They sat on his veranda, overlooking the city, facing the east and watching the sun over the sound of traffic blaring up from six floors below. They were splashes of color against the glass and graysteel tones of Dubai. Warm and bright and yellow, the sight of his favorite flowers always greeted him when he woke up. They reminded him of home in the Spanish countryside; of a vast field of sunflowers, twisting their necks to follow the sun.

His aunt Sofia always told him that they represented lasting happiness. That so long as the sunflowers could greet the morning, it didn’t matter how cold or quiet the night before was. They reminded him of summers in the fields, sprinting under a swarm of dandelion seeds sweeping along the sea breeze.

They were beautiful.

And today, he woke up to find them dead.

 


 

“No, tía,” Sen said, the phone tucked between his neck and shoulder. “It’s not white mold. I would’ve noticed if it was, and I checked the stems. It’s like they just—no, no. I didn’t forget to water them. I know Dubai is hot. It’s… yeah. Yeah. It’s just stupid they died like this, right? They’re supposed to be hardy plants.”

He nodded along as his aunt scolded him about responsibility, then about his complaints. A lo hecho, pecho, she said. There was no use crying over spilled milk.

Tía Sofia sighed over the phone, “Are all of them dead, sobrino?”

Sen glanced down at the gathering of wilted flowers, brown and shriveled, and the one survivor, hiding under the shadow of the balcony parapet. He kneeled and brushed his fingers over the petals. “No, no. One survived,” he said. “The small one I planted a few weeks ago. It’s fine.”

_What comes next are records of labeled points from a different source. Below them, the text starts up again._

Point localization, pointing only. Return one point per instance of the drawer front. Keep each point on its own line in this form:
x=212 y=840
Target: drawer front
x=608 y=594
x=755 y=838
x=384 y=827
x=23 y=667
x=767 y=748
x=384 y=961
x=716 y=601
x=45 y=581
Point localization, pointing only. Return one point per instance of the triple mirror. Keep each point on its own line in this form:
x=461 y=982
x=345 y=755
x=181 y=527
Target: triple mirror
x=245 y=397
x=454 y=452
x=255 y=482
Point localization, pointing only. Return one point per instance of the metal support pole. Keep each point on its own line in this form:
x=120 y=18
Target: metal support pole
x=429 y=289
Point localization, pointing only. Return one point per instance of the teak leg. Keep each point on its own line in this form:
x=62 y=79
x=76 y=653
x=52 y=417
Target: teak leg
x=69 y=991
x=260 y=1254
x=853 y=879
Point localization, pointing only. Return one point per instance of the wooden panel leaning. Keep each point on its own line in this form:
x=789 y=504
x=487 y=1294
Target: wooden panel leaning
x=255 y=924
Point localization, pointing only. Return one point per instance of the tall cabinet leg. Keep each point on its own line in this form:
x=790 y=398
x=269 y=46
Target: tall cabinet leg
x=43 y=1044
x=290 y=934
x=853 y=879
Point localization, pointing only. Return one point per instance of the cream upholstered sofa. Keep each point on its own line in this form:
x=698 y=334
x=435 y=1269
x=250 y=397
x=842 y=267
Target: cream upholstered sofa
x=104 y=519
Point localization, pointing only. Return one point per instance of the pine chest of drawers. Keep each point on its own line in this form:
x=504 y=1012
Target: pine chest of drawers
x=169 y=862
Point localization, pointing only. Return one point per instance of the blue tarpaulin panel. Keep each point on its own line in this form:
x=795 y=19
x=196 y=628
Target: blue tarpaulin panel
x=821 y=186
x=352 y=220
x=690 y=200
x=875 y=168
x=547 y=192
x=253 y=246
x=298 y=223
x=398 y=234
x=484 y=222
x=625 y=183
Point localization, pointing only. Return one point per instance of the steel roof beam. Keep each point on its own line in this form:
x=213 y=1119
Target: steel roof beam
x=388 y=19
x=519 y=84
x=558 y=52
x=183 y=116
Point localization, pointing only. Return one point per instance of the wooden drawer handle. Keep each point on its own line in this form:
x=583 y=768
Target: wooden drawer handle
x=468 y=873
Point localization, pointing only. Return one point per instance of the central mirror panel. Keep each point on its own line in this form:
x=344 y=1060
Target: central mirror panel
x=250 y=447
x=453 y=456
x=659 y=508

“Pues, bueno sobrino! Do your best to care for it, then. It did its best to stay living—you must repay it by working hard to treat it good. Take it indoors until late afternoon, when the sun is not as hot.”

Sí, tía. I’ll bring it inside for today. Thank you.”

“Stay safe, sobrino. Love you.”

“Love you too.”

The call ended with a click, and Sen pocketed the phone. He grabbed the pot of his last sunflower and looked up at the sky. The sun was scorching, and it burned so bright in the Middle Eastern sky that the dark hair on his head turned fire-brown under the light. Sen glared back and stepped inside, feeling the welcome blast of air conditioning wash over his skin.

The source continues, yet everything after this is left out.